When told of the association’s concern, Abrams said he plans to set up five companies with 200 licenses each.

Abrams’ plans are even more ambitious when set against the country’s economic backdrop and its battle with holders of bonds on which the government defaulted in 2001.

Gross domestic product unexpectedly contracted 0.2 percent in the first quarter, while consumer prices rose 15 percent in the first six months of the year, government data show. Argentina devalued the peso by 19 percent in January.

On June 16, the U.S. Supreme Court rejected an appeal of a lower court ruling ordering the country to pay $1.5 billion to holdout creditors that Fernandez calls vultures at the same time it pays debt restructured after the default. The government is refusing to comply with the ruling, saying copy-cat claims would deplete its $29.7 billion of reserves, raising the specter of a new default.

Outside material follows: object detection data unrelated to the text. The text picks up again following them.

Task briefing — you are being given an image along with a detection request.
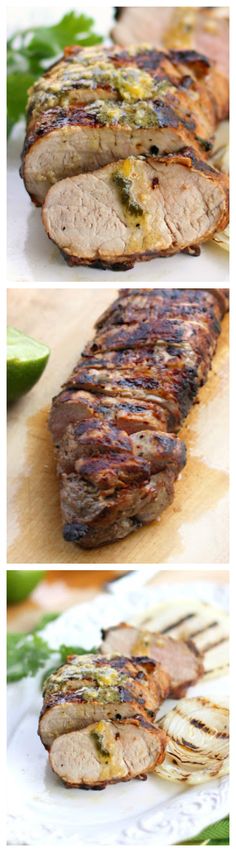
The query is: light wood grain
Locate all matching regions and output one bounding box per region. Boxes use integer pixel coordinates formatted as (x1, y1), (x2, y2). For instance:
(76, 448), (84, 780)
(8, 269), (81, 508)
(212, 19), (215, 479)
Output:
(7, 568), (229, 632)
(8, 289), (228, 565)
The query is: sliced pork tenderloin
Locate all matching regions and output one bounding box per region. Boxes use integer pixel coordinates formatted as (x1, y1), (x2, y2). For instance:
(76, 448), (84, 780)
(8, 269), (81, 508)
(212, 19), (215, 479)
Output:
(101, 623), (204, 698)
(38, 654), (170, 748)
(49, 716), (167, 790)
(42, 149), (229, 269)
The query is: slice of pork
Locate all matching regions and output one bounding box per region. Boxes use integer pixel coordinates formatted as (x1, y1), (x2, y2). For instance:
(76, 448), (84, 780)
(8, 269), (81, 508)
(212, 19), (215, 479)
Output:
(38, 654), (170, 748)
(42, 150), (228, 269)
(49, 717), (166, 790)
(101, 623), (203, 698)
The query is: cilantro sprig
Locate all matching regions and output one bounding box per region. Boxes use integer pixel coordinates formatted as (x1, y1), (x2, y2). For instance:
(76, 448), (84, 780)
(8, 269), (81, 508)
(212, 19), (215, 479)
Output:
(7, 613), (96, 683)
(7, 12), (102, 134)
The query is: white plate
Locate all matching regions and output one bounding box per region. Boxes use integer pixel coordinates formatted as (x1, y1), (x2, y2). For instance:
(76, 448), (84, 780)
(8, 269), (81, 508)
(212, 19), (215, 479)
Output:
(8, 577), (228, 847)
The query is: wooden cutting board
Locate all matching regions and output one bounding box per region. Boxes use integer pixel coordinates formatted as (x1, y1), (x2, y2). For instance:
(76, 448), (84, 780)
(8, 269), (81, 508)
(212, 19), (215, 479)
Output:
(8, 287), (228, 565)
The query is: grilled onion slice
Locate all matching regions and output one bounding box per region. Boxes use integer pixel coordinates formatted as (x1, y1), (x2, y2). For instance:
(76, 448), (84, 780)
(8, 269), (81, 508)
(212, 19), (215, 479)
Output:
(155, 698), (229, 785)
(140, 600), (229, 679)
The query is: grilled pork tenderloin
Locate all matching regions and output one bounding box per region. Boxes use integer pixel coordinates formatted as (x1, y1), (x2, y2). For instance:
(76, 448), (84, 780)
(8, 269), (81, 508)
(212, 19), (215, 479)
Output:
(49, 716), (167, 790)
(42, 149), (229, 269)
(49, 289), (228, 548)
(38, 654), (170, 748)
(101, 623), (204, 698)
(22, 46), (228, 204)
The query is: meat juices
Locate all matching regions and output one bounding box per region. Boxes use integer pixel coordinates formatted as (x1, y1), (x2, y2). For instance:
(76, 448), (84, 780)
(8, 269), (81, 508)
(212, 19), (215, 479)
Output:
(49, 289), (228, 548)
(22, 46), (228, 204)
(42, 149), (229, 270)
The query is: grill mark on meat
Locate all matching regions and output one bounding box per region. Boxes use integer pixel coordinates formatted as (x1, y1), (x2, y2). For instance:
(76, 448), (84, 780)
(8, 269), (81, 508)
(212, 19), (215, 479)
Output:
(38, 654), (170, 748)
(21, 47), (228, 206)
(49, 715), (167, 790)
(50, 289), (228, 548)
(101, 623), (204, 697)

Without a deal or delay in its conflict with creditors, the nation will default on July 30.

‘Bottom Out’

“Argentina is already in an economic crisis and I believe it will bottom over the next six months,” Abrams said. “I am accelerating our license acquisitions, as people in Buenos Aires are very nervous.”

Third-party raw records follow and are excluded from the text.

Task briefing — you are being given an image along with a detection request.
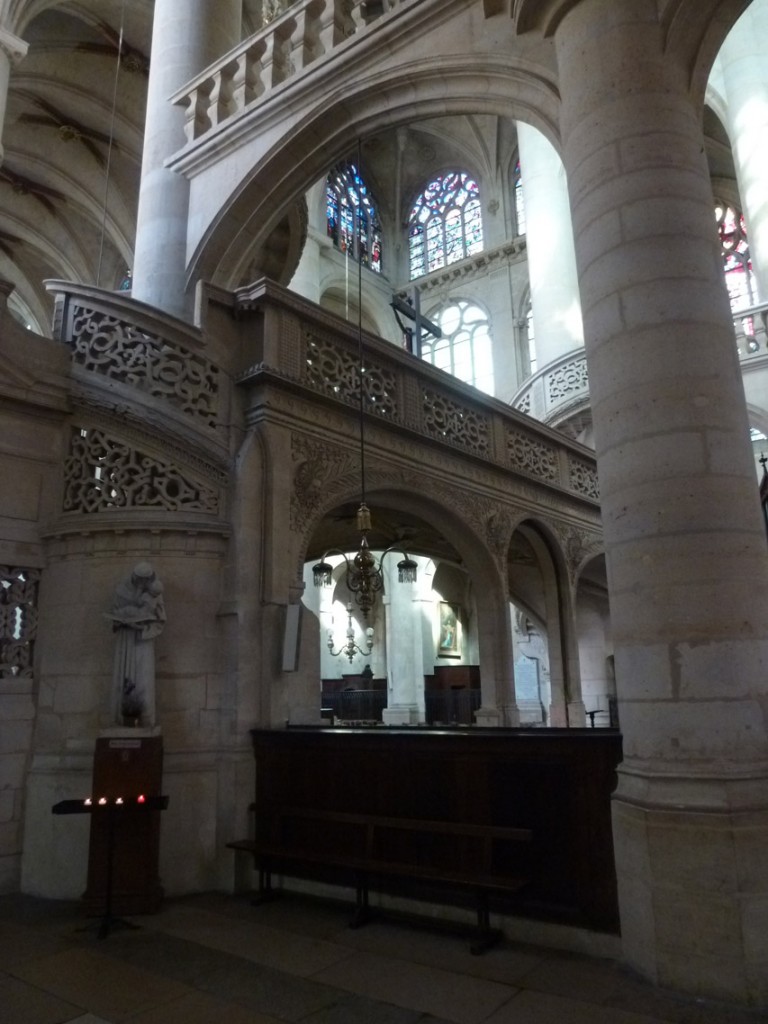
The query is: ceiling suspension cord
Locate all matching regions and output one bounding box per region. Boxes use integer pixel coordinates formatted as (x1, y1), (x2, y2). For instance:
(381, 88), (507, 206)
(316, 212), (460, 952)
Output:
(96, 0), (125, 288)
(352, 138), (366, 505)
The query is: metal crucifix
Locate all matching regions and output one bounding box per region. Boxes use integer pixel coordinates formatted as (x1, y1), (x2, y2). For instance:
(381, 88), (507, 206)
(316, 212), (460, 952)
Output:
(390, 288), (442, 359)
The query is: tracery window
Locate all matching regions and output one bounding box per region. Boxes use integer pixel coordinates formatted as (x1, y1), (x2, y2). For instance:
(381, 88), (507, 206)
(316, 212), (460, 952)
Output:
(513, 160), (525, 234)
(422, 300), (494, 395)
(0, 565), (40, 679)
(715, 202), (756, 313)
(326, 161), (381, 273)
(408, 171), (482, 281)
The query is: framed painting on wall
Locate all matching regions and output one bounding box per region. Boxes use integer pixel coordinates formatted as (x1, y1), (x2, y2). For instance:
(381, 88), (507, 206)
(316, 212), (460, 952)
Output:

Abrams says he made a 10 percent return this year through June, or 21 percent on an annualized basis, on income from fares.

The year-to-date figure beats the 6 percent he says he’s earned at SEP Consulting, the wealth-management office in New York where he works as a fund manager. It also surpasses this year’s 7 percent gain in the Standard & Poor’s 500 stock index.

The returns to be had in Argentina can’t be replicated at home, Abrams says. While New York taxi medallions have about doubled over the past six years to $1.05 million, according to the city’s Taxi & Limousine Commission, he bets future increases won’t exceed Argentina’s.